Hi Florence Just a small remark : actually the message that was used in the end on the site notice is gender neutral, and was acceptable for all. There is sometimes a way out of the binary gendering in French, « nous" for example has no attributed gender. Using wikimedien·ne·s does not include people who do not want to be affiliated to any gender at all (we say a-genre in French, but I dont know the word in english). I take an example: instead of saying « lecteurs et lectrices », one can say « le lectorat » and nobody would even notice (even the persons opposed to the feminization of titles). Now here there was a big debate on Theresa May’s https://fr.wikipedia.org/wiki/Theresa_May page, and in the end one can read now « première ministre » which is probably one of the first time the community voted in this direction (with lots and lots go heated debates). The French community is not as irrational about neutral gender as it used to be, that’s for sure. So I would not be as pessimist as you are actually, the French community is not used to using gender neutral language but there are examples of it. See for example there for the next Wikiconvention https://meta.wikimedia.org/wiki/WikiConvention_francophone/2017/frwhere the term « participant·e·s » shows up in the first page… Kind regards, Nattes à chat
Le 7 avr. 2017 à 21:58, Florence Devouard anthere9@yahoo.com a écrit :
A couple of weeks ago, I was asked - in my capacity of meta admin - to change the phrasing of a site notice on meta, meant to call for participation to the month of Francophonie.
https://meta.wikimedia.org/w/index.php?title=MediaWiki:Centralnotice-templat...

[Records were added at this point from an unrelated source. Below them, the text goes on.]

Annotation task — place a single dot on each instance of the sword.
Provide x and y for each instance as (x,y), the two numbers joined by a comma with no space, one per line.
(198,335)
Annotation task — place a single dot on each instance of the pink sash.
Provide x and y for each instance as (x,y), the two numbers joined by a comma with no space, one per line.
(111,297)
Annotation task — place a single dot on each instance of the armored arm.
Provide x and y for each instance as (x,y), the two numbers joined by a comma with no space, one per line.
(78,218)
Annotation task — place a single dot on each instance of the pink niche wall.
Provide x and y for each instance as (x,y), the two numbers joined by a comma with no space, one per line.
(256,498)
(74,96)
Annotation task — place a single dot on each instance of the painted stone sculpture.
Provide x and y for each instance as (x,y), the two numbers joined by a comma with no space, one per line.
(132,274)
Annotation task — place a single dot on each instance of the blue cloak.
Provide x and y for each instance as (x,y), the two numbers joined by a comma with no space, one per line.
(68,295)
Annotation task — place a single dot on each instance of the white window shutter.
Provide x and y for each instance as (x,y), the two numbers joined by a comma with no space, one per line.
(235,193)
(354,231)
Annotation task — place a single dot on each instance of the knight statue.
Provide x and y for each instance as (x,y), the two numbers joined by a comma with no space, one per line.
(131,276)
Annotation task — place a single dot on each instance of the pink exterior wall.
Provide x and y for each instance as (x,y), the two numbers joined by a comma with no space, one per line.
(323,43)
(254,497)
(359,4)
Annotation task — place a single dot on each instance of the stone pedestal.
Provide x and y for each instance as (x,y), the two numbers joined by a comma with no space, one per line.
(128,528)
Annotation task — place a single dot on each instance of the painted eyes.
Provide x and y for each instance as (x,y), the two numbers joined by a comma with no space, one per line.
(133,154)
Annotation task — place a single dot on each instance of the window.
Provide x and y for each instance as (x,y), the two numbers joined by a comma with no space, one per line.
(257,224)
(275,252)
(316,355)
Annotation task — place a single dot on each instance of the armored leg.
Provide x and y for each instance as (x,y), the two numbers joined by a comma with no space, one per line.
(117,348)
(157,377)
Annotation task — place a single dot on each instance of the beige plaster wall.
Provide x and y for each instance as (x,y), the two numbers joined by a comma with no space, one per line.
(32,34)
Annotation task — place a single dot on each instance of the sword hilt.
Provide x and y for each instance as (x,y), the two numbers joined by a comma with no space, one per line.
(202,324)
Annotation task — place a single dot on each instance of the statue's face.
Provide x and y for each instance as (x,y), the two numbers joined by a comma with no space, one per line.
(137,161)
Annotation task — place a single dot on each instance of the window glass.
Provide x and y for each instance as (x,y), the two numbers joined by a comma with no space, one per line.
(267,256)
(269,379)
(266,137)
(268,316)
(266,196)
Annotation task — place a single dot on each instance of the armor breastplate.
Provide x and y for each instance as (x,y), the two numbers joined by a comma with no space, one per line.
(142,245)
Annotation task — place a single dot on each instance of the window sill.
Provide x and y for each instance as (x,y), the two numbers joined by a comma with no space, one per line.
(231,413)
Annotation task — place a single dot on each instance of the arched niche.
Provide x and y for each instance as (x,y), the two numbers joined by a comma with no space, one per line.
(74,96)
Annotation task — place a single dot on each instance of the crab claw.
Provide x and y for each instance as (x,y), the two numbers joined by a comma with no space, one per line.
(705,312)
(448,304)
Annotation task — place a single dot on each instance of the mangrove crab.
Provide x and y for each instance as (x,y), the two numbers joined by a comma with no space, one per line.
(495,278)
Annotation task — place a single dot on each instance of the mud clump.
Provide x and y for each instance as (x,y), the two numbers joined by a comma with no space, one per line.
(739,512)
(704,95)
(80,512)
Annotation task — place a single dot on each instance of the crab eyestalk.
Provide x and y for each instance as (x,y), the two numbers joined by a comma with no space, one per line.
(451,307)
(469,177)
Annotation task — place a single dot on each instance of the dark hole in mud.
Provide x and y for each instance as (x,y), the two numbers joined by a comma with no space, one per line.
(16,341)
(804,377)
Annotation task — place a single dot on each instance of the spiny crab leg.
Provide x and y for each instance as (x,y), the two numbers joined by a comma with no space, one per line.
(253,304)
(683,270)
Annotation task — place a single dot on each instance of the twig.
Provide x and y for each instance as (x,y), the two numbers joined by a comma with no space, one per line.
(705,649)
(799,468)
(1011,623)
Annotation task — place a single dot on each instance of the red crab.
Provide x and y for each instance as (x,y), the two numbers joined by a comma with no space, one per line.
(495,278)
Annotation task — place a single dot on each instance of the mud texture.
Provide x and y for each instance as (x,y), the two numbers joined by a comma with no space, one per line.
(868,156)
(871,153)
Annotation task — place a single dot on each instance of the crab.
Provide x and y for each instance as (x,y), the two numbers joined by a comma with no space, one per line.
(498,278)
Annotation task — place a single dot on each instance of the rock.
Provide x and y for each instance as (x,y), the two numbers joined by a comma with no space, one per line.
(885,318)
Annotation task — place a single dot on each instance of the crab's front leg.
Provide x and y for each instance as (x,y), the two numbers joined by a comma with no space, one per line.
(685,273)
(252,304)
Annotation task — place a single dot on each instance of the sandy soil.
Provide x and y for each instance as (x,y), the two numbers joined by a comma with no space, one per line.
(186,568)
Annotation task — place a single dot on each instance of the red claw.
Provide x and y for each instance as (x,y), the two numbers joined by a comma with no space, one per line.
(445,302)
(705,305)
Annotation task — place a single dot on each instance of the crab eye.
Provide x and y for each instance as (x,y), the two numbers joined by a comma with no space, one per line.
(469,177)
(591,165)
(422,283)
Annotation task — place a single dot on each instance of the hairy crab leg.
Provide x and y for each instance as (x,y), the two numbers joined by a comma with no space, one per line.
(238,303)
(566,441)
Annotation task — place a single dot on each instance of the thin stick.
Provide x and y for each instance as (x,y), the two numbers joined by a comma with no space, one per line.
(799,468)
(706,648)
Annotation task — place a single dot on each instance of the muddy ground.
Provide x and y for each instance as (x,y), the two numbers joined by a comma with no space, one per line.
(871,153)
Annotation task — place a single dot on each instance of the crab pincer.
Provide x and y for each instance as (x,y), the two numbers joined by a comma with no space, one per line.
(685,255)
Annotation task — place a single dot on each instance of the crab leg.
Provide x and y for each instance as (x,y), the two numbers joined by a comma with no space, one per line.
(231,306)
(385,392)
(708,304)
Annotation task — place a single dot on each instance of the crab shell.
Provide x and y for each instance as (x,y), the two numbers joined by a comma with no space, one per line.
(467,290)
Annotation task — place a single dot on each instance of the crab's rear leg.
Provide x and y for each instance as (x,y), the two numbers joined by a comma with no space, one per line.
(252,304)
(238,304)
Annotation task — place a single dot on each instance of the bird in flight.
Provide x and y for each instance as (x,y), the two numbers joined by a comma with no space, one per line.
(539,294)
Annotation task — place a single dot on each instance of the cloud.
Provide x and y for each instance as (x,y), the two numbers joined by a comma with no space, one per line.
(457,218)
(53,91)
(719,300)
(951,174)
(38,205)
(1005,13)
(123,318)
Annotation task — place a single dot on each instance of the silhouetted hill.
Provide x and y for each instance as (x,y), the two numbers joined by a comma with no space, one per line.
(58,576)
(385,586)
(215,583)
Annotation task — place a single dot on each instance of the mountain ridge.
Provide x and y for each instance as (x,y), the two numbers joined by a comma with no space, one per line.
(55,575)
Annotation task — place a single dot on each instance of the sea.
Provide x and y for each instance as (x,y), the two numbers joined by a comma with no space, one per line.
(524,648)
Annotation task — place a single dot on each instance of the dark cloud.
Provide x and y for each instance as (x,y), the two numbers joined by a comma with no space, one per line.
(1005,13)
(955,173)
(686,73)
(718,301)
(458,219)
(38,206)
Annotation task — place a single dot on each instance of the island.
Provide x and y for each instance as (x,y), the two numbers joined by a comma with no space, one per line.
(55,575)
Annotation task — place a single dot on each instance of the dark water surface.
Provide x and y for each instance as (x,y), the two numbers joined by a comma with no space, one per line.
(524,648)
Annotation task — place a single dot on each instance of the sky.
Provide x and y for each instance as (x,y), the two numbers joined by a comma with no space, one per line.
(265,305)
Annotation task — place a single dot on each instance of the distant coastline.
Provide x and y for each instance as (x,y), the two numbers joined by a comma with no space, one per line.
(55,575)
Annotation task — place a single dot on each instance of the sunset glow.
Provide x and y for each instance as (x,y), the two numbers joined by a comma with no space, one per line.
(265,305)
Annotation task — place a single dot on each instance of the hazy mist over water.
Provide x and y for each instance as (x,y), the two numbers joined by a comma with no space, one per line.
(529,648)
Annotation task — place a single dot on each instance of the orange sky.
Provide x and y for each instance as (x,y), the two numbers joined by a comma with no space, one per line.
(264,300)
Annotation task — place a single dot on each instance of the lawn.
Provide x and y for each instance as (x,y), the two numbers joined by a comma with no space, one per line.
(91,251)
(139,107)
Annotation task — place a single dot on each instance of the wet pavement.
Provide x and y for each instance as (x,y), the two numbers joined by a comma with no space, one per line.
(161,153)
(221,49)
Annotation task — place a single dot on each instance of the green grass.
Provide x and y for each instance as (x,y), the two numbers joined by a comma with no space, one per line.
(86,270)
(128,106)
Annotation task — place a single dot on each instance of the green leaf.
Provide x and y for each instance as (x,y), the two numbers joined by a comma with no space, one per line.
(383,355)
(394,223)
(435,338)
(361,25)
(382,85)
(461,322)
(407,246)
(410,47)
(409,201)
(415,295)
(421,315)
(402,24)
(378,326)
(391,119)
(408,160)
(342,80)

The sentence of the call in the site notice was in language neutral terminology.
"les Wikimédien.nes" instead of the more traditionnal but non neutral "les Wikimédiens".
That phrasing raised an uproar on the French pump. So I replaced the term by "nous" (we). Seems to settle things.
Clearly the French speaking community is not ready to adopt the gender neutral specific language accross the francophones projects. Alternatives (such as the "we") are possible but not always.
Florence
Le 06/04/2017 14:58, Fæ a écrit :
Thanks for the examples from French and I'm sure that our experienced translators will have in mind specific best practice guides to turn to. I like your illustration of "un/une adminstra-teur-trice" to show the challenges. The use of "singular they" remains uncomfortable for many English readers, but it has become a recommended standard for journalists writing in English.[1]
Once the principle of gender neutrality is agreed, I just don't know what our next steps will turn out to be for non-English versions. However I am much encouraged by the positive views on Commons, and I'm hopeful we can, and should, find a way to set a better example for our fellow projects in our aim to feel welcoming for all contributors. :-)
Links
Thanks Fae Wikimedia LGBT+
On 6 April 2017 at 12:30, Antoine Musso hashar+wmf@free.fr wrote:
Le 05/04/2017 à 12:52, Fæ a écrit :
I'm taking that further by proposing that we stick to a neutral gender for all our policies and help pages. In practice this means that policies avoid using "he or she" and stick to "they" or avoid using a pronoun at all.
As a non native English speaker the use of a plural form definitely confuses me or at best. The example takes a sentence from Commons:FAQ which roughly looks like:
A photographer has to be given credit when his or her picture is used.
With the proposal to instead:
A photographer has to be given credit when their picture is used.
Why isn't "picture" plural as well? If using masculine as a neutral pronoum is the issue, just stop using the pronoum entirely. Eg one can instead write:
A photographer has to be given credit when the picture is used.
That is going to be quite a challenge when ported to other languages. For 'A photographer', the english indefinite article is gender less.
In french that would be either 'un' (masculine) or 'une' (feminine). What some are advocating is using:
Un/une photographe
If the noun varies as well, that becomes messy. Here for 'administrateur':
Un/une adminstra-teur-trice
That is not solvable in french and all other latin based languages most probably have the same issue (blame Rome!).